Trier les animaux en ferme ou dès l'abattage, en fonction de la qualité de la viande des individus, pour les orienter vers un processus de transformation le mieux adapté, sera possible à l’avenir.
Les critères de qualité (technologiques, sensoriels ou nutritionnels) sont déterminés par la présence de gènes majeurs (Hal, RN…), par les caractéristiques tissulaires (teneur en lipides, enzymes, fibres, collagène) ou par les conditions d'abattage des animaux. Les caractéristiques musculaires connues sont cependant insuffisantes pour expliquer la variabilité de la qualité des viandes. "Chez le porc, 10% seulement de la variabilité de la qualité de la viande (goût) s'explique par une variabilité des lipides intramusculaires. Seulement 30% de la variabilité de la tendreté de la viande bovine s'explique par une variabilité des caractéristiques musculaires", affirme Florence Gondret, de l'Inra de Rennes. Le déterminisme est donc multifactoriel. "La recherche de nouveaux marqueurs de qualité est essentielle pour répondre aux besoins de la filière".
Génomique fonctionnelle
La génomique, qui étudie simultanément l'expression de l'ensemble des gènes d'un individu, vient au secours des chercheurs. Elle constitue une avancée importante par rapport à la génétique moléculaire classique qui analysait certains gènes un par un. L'analyse structurale du génome permet de connaître l'organisation de l'ADN et la disposition des gènes sur les chromosomes. L'analyse fonctionnelle permet de connaître la fonction de ces gènes, leurs interactions et l'expression des protéines. "La génomique fonctionnelle est donc un moyen de prédire les phénotypes des individus".
Marqueurs de qualité
La protéomique, l'une des sciences de la génomique fonctionnelle, qui étudie l'ensemble des protéines exprimées dans le génome, permettra une meilleure maîtrise de la qualité de la viande et des produits transformés.

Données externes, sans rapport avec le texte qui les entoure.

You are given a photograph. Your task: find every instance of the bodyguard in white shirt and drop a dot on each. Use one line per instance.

Elle présente l'avantage, par rapport à la transcriptomique (étude des ARN messagers), d'être utilisable après la mort de l'individu. "L'expression des protéines peut être suivie en post mortem, ce qui permet de suivre la dégradation protéique dans la viande durant la phase de maturation". L'analyse des échantillons de viandes, plus ou moins grasses ou plus ou moins tendres, permet d'obtenir des profils protéiques (sortes de codes barres). La comparaison de ces profils permet de repérer les protéines qui diffèrent. La corrélation avec l'aspect de la viande peut, par exemple, mettre en évidence l'implication de certaines protéines dans les différences de teneur de gras intramusculaire et permet donc de trouver de nouveaux marqueurs. En pratique, les expérimentations se font sur deux races extrêmes en terme d'adiposité (Large White et Basque).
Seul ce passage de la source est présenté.